Cost of learning to drive hits record high of £1575, causing more learners to ‘cut corners’ in attempts to save money


As with everything right now, costs are a concern. And sadly driving lessons are not exempt from a price hike. Veygo, the learner driver insurer, is warning that thousands of learner drivers are taking their driving test prematurely to save money, as the average cost of learning to drive soars to an average of £1,575 for the first time.

The rising cost of driving lessons is a direct result of the increased cost of living and fuel, and the impact is now being felt for learner drivers. With lessons now costing a record £35 per hour, on average, people are increasingly trying to reduce the overall cost of learning to drive by taking their driving test too early – and, ultimately, then failing. Only 48.4% passed their driving test in the last 12 months according to DVSA data, highlighting a systemic issue of ill-prepared learner drivers taking driving tests, in part due to the cost of lessons.
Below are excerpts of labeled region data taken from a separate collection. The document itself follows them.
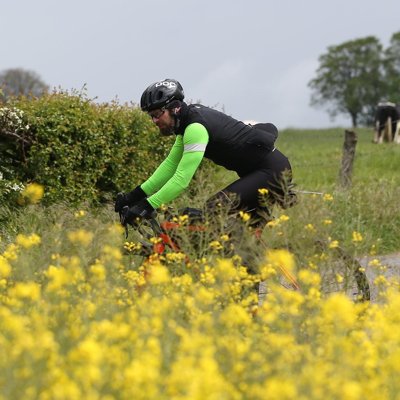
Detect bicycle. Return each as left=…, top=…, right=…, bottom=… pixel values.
left=118, top=200, right=370, bottom=301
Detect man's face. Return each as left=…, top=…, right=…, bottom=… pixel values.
left=149, top=108, right=175, bottom=136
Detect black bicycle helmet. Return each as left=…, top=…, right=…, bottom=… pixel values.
left=140, top=79, right=185, bottom=111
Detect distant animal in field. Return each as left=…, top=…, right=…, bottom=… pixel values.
left=374, top=101, right=400, bottom=144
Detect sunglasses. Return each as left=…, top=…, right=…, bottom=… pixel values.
left=149, top=107, right=165, bottom=120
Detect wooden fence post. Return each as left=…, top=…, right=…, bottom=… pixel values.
left=340, top=129, right=357, bottom=188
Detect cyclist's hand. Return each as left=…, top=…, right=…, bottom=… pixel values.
left=120, top=199, right=156, bottom=226
left=114, top=186, right=146, bottom=213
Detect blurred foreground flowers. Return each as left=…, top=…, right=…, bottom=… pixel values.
left=0, top=222, right=400, bottom=400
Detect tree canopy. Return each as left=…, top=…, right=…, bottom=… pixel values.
left=0, top=68, right=48, bottom=100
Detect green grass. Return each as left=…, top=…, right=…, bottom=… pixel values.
left=0, top=129, right=400, bottom=254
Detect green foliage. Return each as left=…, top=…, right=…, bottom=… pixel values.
left=277, top=128, right=400, bottom=253
left=309, top=36, right=385, bottom=127
left=0, top=91, right=169, bottom=203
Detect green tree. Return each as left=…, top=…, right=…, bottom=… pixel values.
left=309, top=36, right=384, bottom=127
left=0, top=68, right=48, bottom=100
left=384, top=32, right=400, bottom=103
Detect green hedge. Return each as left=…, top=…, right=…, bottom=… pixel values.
left=0, top=91, right=170, bottom=203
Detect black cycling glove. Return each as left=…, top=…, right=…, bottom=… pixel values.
left=114, top=186, right=147, bottom=212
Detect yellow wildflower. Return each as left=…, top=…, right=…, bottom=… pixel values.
left=304, top=224, right=315, bottom=232
left=74, top=210, right=86, bottom=218
left=329, top=240, right=339, bottom=249
left=208, top=240, right=224, bottom=251
left=0, top=255, right=11, bottom=278
left=266, top=249, right=295, bottom=271
left=258, top=188, right=268, bottom=196
left=19, top=183, right=44, bottom=204
left=67, top=229, right=93, bottom=247
left=352, top=231, right=363, bottom=243
left=10, top=282, right=40, bottom=300
left=239, top=211, right=250, bottom=222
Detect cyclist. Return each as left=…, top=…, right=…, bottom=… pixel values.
left=115, top=79, right=295, bottom=224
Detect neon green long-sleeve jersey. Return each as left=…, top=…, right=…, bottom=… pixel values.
left=141, top=122, right=209, bottom=208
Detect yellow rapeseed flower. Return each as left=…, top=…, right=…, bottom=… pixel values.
left=208, top=240, right=224, bottom=251
left=329, top=240, right=339, bottom=249
left=67, top=229, right=93, bottom=247
left=0, top=255, right=11, bottom=278
left=304, top=224, right=315, bottom=232
left=74, top=210, right=86, bottom=218
left=323, top=193, right=333, bottom=201
left=9, top=282, right=40, bottom=300
left=239, top=211, right=250, bottom=222
left=352, top=231, right=363, bottom=243
left=16, top=233, right=41, bottom=249
left=266, top=249, right=295, bottom=271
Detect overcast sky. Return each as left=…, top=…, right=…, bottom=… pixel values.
left=0, top=0, right=400, bottom=129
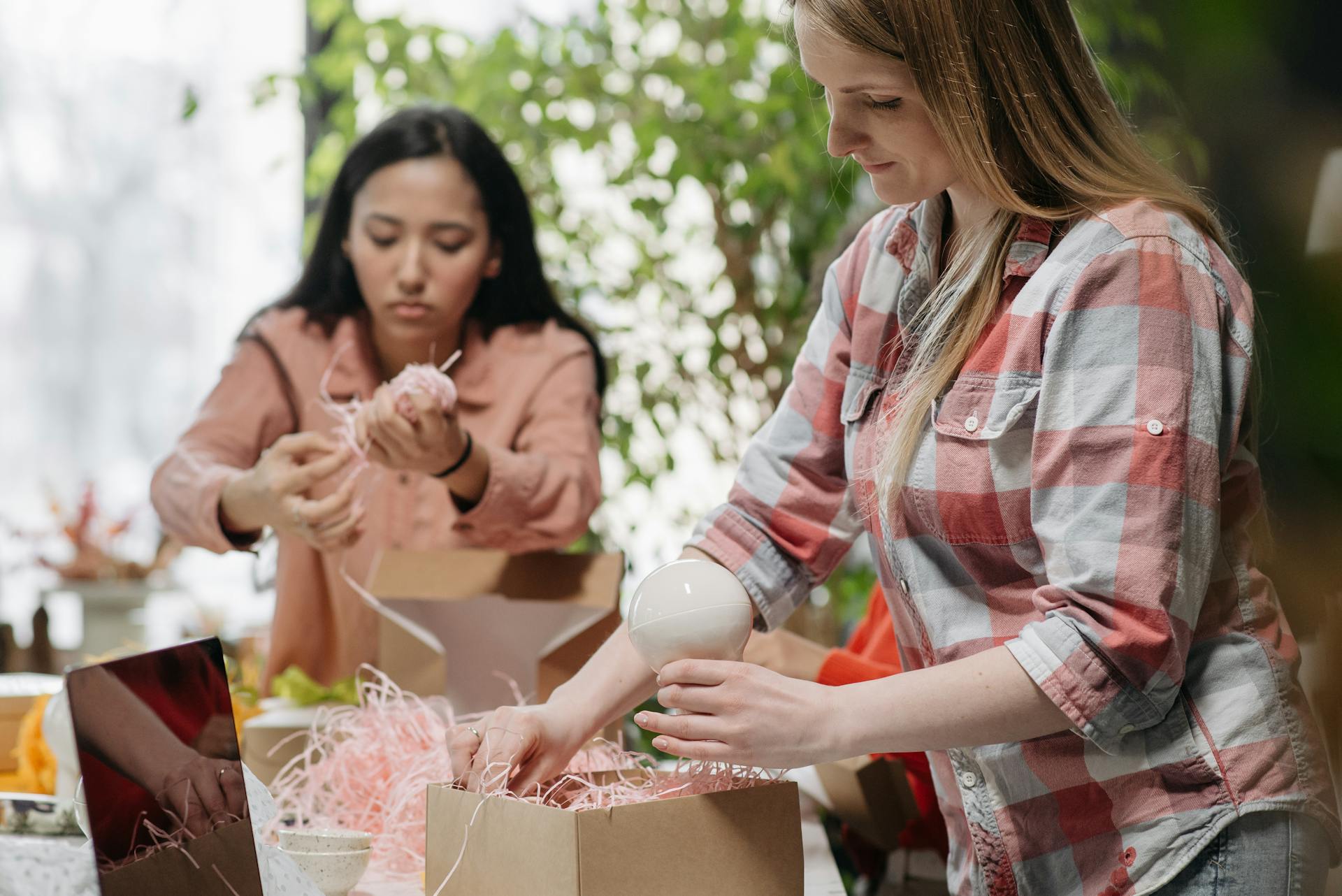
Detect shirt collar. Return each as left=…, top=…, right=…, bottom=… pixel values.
left=886, top=193, right=1053, bottom=283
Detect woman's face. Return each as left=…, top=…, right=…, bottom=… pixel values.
left=342, top=156, right=500, bottom=342
left=793, top=6, right=960, bottom=205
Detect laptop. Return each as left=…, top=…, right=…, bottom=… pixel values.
left=66, top=639, right=261, bottom=896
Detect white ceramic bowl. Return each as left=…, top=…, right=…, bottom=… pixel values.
left=74, top=778, right=92, bottom=839
left=275, top=828, right=373, bottom=853
left=626, top=559, right=754, bottom=672
left=279, top=846, right=373, bottom=896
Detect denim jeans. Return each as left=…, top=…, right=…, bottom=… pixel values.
left=1154, top=811, right=1332, bottom=896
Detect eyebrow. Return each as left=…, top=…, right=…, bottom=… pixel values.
left=797, top=63, right=899, bottom=94
left=365, top=212, right=471, bottom=233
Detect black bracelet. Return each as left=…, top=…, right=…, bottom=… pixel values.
left=433, top=429, right=475, bottom=479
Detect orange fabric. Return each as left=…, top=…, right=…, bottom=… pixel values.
left=816, top=585, right=948, bottom=857
left=150, top=308, right=601, bottom=688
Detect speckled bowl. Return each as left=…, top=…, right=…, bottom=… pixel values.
left=275, top=828, right=373, bottom=853
left=279, top=846, right=373, bottom=896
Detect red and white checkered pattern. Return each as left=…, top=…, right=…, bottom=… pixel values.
left=693, top=198, right=1342, bottom=896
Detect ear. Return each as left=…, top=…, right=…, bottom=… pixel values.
left=484, top=239, right=503, bottom=280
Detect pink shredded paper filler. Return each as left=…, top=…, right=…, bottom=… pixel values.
left=266, top=665, right=774, bottom=881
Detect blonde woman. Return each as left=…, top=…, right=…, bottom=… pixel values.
left=449, top=0, right=1342, bottom=896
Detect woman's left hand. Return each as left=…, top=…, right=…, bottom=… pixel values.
left=354, top=384, right=466, bottom=475
left=633, top=660, right=849, bottom=769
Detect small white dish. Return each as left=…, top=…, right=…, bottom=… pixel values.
left=279, top=846, right=373, bottom=896
left=275, top=828, right=373, bottom=853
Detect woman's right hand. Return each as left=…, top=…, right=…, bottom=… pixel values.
left=447, top=703, right=592, bottom=795
left=149, top=749, right=248, bottom=837
left=219, top=432, right=363, bottom=551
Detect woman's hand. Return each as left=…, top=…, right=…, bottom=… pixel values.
left=149, top=749, right=247, bottom=837
left=633, top=660, right=842, bottom=769
left=219, top=432, right=363, bottom=551
left=354, top=384, right=466, bottom=475
left=447, top=703, right=592, bottom=795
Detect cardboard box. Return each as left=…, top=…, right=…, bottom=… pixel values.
left=424, top=781, right=802, bottom=896
left=816, top=756, right=918, bottom=851
left=365, top=549, right=624, bottom=714
left=98, top=820, right=261, bottom=896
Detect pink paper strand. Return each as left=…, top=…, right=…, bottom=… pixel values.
left=266, top=665, right=776, bottom=883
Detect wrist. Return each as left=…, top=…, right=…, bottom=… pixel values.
left=816, top=684, right=876, bottom=760
left=219, top=471, right=268, bottom=534
left=431, top=429, right=475, bottom=479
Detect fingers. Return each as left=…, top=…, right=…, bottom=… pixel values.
left=370, top=389, right=416, bottom=455
left=641, top=734, right=730, bottom=765
left=271, top=432, right=338, bottom=457
left=282, top=445, right=349, bottom=495
left=447, top=724, right=480, bottom=785
left=633, top=711, right=728, bottom=749
left=308, top=507, right=366, bottom=551
left=191, top=763, right=228, bottom=822
left=658, top=684, right=725, bottom=715
left=658, top=660, right=746, bottom=687
left=354, top=405, right=370, bottom=451
left=295, top=476, right=354, bottom=531
left=509, top=756, right=563, bottom=795
left=410, top=391, right=447, bottom=445
left=471, top=712, right=540, bottom=793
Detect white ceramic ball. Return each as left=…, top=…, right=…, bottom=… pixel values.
left=628, top=559, right=754, bottom=672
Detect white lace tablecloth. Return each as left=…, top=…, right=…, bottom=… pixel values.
left=0, top=766, right=844, bottom=896
left=0, top=766, right=322, bottom=896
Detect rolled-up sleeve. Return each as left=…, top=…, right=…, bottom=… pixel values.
left=688, top=243, right=867, bottom=629
left=1006, top=236, right=1250, bottom=753
left=455, top=340, right=601, bottom=553
left=149, top=333, right=294, bottom=554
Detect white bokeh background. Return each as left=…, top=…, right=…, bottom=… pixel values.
left=0, top=0, right=731, bottom=657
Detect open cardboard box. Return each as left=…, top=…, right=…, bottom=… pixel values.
left=365, top=549, right=624, bottom=714
left=424, top=781, right=802, bottom=896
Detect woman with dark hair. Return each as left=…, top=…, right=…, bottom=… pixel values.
left=152, top=108, right=605, bottom=681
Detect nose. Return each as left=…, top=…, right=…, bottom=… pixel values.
left=396, top=239, right=427, bottom=295
left=825, top=102, right=871, bottom=158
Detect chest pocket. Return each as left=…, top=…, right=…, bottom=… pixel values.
left=839, top=373, right=886, bottom=426
left=907, top=374, right=1040, bottom=544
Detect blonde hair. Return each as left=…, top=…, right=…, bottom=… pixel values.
left=792, top=0, right=1233, bottom=507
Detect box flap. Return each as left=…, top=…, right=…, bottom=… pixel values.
left=424, top=785, right=579, bottom=896
left=366, top=549, right=624, bottom=609
left=576, top=781, right=804, bottom=896
left=816, top=756, right=918, bottom=849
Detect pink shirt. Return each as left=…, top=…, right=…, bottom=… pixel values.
left=150, top=308, right=601, bottom=683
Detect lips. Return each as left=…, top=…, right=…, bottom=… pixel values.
left=392, top=302, right=429, bottom=321
left=856, top=158, right=894, bottom=174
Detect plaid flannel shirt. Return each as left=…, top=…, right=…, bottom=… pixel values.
left=691, top=197, right=1342, bottom=896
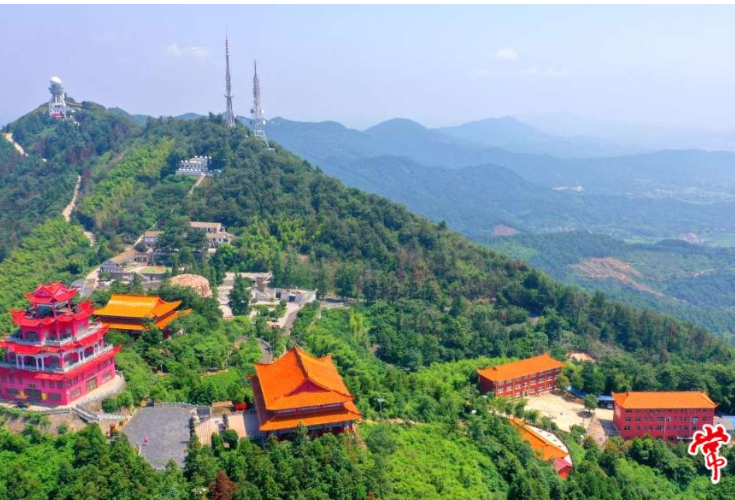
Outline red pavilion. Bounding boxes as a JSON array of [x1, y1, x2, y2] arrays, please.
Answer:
[[0, 283, 120, 405]]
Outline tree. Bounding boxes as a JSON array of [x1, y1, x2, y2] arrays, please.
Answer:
[[584, 394, 597, 416], [334, 264, 356, 299], [229, 274, 251, 316], [209, 469, 237, 500]]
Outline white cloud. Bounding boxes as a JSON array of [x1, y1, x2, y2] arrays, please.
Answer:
[[87, 31, 130, 43], [521, 66, 570, 78], [475, 69, 495, 78], [495, 48, 518, 61], [163, 43, 209, 59]]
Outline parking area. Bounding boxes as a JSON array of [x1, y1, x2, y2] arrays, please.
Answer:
[[526, 391, 614, 432], [122, 407, 191, 470]]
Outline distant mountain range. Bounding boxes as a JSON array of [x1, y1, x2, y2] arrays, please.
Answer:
[[490, 232, 735, 339], [517, 113, 735, 151]]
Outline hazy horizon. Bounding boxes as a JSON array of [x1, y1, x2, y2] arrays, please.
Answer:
[[0, 5, 735, 131]]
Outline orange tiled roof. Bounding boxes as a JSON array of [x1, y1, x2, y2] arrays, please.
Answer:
[[612, 391, 717, 410], [477, 354, 564, 382], [250, 370, 362, 432], [511, 418, 569, 460], [255, 347, 354, 411], [95, 293, 181, 320], [260, 402, 362, 432]]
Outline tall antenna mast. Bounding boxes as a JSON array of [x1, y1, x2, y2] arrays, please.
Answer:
[[225, 31, 235, 127], [250, 61, 270, 148]]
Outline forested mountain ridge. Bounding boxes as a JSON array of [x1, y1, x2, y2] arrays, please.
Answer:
[[0, 100, 139, 262], [266, 118, 735, 243], [0, 107, 735, 500], [488, 232, 735, 338]]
A side effect of this trend is that many learner drivers are also having to pay for multiple driving tests, which cost up to £149. RAC data revealed that more than 50,000 tests in the last 12 months were taken by those who have failed five or more times – which could cost them up to £745 on driving tests alone.

The troubling trend of ‘cutting corners’ emerges amid an industry that is facing significant waiting times for lessons and tests – caused in part by Covid 19 pandemic delays and DVSA strikes – with learners across the UK having to wait up to six months for a test slot. With fewer than half of learners now passing their practical driving test, there are growing calls for learner drivers to be ready before they take their test.

James Armstrong, CEO at Veygo, says: “With the average driving lesson now costing £35 per hour, and learner drivers needing around 45 hours of professional instruction to pass their tests, the cost of learning to drive is currently sitting around £1,575. This is nearly 5% of the average annual income for a UK household (£32,300 in 2022), introducing a huge cost and barrier to learning to drive for many across the country.

“We are seeing a systemic issue of people failing their driving tests. Learners are trying to pass as quickly as possible so that they don’t have to pay for expensive lessons, which is resulting in taking the test before they’re fully ready. This is feeding into the ongoing issue of long driving test waiting lists, and increasing the overall cost of learning to drive.

“I’d recommend that learner drivers prepare as much as they can before their tests, even if they have a limited budget. One way to do this is to support your professional lessons with practice in a private vehicle. Having access to a family member or friend’s car – with full learner insurance – is therefore a huge bonus for learners, making it quicker and much more affordable to learn to drive.”